Elizabeth Romero, director of the Delaware Department of Health and Social Services’ Division of Substance Abuse and Mental Health, said the partnership will help engage people with Delaware’s system of care and help them live the best lives possible. “Meeting people where they are and engaging them in treatment for substance use and mental health issues is critical,” Ms. Romero said. “The Georgetown Police Partnership with Connections and funded by my division provides an additional gateway to Delaware’s system of care established through the START Initiative. Engaging those in need with a person-centered, high-quality system of care while also meeting their accompanying needs for housing, employment, education and other wraparound services is the best way to assist them on their road to recovery.”
Chief Hughes agreed. “The recently established partnership between Georgetown Police and Connections is a tremendous tool for our officers,” said Chief Hughes. “As we combat the opioid epidemic, the ability to have a resource with immediate presence, expedites the process to get those in crisis the help they need. While saving time is certainly advantageous for our officers, more importantly, providing the best possible route to wellness is even more. The Georgetown Police Department is proud to take a comprehensive approach to keeping our community safe by partnering with the Connections Alliance.”
“I think that does two things. It ensures that victims have a say in what is going on and it also gives us the opportunity to divert someone away from perhaps entering into criminal justice system,” said Chief Hughes.

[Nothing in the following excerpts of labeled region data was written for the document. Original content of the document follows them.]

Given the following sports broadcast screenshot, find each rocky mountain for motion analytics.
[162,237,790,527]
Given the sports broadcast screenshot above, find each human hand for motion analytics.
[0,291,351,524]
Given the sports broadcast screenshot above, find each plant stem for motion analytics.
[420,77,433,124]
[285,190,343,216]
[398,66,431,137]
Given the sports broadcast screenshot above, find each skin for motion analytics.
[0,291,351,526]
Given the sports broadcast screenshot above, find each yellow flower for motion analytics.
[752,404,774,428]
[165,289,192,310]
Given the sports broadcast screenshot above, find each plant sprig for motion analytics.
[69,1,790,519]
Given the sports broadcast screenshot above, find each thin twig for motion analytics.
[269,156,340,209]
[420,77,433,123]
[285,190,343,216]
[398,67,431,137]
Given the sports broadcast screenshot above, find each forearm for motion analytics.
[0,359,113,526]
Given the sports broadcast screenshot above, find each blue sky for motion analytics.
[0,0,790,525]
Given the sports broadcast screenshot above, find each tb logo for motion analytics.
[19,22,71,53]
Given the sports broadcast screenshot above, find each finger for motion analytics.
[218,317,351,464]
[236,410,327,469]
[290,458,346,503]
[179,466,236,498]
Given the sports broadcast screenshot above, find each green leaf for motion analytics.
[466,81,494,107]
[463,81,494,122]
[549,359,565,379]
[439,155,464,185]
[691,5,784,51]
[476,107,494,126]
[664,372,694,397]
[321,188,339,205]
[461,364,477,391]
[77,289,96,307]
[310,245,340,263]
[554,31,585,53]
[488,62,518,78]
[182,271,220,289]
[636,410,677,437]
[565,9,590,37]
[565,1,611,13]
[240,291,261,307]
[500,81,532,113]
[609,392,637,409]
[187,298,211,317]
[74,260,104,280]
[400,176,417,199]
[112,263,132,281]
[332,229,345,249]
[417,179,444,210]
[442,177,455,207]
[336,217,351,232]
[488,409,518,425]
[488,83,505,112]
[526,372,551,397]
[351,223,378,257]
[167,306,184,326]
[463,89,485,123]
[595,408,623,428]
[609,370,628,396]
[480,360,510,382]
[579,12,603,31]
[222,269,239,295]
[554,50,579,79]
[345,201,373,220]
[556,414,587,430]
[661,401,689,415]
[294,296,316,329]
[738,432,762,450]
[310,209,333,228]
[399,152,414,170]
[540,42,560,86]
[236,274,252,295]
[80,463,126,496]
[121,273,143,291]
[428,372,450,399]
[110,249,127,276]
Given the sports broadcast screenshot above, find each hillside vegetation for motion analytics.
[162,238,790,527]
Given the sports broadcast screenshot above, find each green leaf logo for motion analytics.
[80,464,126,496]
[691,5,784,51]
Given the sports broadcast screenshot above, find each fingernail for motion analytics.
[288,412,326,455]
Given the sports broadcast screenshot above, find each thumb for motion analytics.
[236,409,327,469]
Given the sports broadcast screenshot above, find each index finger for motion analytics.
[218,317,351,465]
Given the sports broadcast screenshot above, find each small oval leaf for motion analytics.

The New Castle County and Smyrna police departments partnered with Connections on similar programs last year. More than 100 people the New Castle County team encountered with have been assessed for behavioral health services.

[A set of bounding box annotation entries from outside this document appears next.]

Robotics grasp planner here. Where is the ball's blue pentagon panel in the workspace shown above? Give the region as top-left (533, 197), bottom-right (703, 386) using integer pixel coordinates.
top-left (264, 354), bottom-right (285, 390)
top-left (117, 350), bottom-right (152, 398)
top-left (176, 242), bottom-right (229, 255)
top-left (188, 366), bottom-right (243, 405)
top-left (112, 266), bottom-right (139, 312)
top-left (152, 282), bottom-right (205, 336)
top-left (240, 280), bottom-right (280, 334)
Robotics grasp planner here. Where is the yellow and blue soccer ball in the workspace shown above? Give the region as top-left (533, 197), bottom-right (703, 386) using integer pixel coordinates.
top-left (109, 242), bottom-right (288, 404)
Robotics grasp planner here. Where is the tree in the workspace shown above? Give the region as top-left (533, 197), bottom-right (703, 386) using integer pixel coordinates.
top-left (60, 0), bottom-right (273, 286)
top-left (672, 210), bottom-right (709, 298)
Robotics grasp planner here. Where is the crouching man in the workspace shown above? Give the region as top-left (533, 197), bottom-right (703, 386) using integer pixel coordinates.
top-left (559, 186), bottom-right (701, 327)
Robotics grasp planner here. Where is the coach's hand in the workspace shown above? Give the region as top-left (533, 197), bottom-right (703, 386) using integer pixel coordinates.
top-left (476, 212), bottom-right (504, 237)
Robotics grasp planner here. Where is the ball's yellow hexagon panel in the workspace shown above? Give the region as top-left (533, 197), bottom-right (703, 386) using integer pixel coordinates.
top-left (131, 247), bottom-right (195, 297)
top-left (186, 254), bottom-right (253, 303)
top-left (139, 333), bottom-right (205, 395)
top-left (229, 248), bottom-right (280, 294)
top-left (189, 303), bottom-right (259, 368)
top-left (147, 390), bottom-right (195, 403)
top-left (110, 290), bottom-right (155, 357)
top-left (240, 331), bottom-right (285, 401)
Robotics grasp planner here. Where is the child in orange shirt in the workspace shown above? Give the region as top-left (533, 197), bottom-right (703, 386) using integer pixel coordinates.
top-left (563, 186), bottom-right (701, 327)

Connections Director of Criminal Justice and Community Partnerships Amy Kevis said she hopes the Georgetown/Connections Alliance will yield the same results.
“This partnership allows police to effectively respond to a public health emergency with more appropriate tools to help people get the help they need,” Ms. Kevis said. “We’ve known for years that we can’t arrest our way out of these issues, and this partnership creates the mechanism to get people into treatment.”

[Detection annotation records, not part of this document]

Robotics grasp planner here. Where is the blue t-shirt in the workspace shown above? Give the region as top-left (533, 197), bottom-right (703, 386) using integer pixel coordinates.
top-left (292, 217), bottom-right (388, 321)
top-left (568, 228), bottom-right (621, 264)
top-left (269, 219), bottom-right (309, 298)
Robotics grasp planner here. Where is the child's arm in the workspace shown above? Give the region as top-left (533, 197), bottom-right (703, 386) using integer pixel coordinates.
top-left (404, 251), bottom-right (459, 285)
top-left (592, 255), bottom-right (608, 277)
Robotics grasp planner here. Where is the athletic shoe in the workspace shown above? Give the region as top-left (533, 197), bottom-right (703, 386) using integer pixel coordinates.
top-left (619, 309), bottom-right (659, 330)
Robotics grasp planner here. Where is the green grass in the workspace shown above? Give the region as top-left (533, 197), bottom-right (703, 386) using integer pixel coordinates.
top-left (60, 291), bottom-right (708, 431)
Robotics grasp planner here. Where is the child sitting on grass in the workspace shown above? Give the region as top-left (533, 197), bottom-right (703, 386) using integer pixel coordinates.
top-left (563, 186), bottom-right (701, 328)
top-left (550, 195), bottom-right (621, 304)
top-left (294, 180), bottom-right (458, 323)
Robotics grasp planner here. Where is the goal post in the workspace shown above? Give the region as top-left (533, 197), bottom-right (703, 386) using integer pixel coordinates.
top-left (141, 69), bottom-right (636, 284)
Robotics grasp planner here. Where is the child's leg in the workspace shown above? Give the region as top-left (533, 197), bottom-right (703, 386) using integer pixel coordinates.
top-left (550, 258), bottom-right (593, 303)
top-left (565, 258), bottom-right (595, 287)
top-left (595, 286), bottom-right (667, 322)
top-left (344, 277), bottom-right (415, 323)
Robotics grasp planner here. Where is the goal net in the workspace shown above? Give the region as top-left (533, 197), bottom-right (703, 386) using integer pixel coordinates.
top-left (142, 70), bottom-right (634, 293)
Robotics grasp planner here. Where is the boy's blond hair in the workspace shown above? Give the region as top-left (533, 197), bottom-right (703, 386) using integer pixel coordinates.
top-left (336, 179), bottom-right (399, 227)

“If history repeats itself by way of what New Castle County Police Department and the Smyrna Police Department have seen the same similar program, we should see some success from this,” Chief Hughes said. “If we can get the person into the appropriate resource or the appropriate service in a timely fashion, I think that’s where we’ll have our most success.”
Connections provides a comprehensive array of behavioral health services at more than 100 locations throughout Delaware and in parts of Maryland. The agency has been operating for more than 30 years and provides services to more than 42,000 people each year.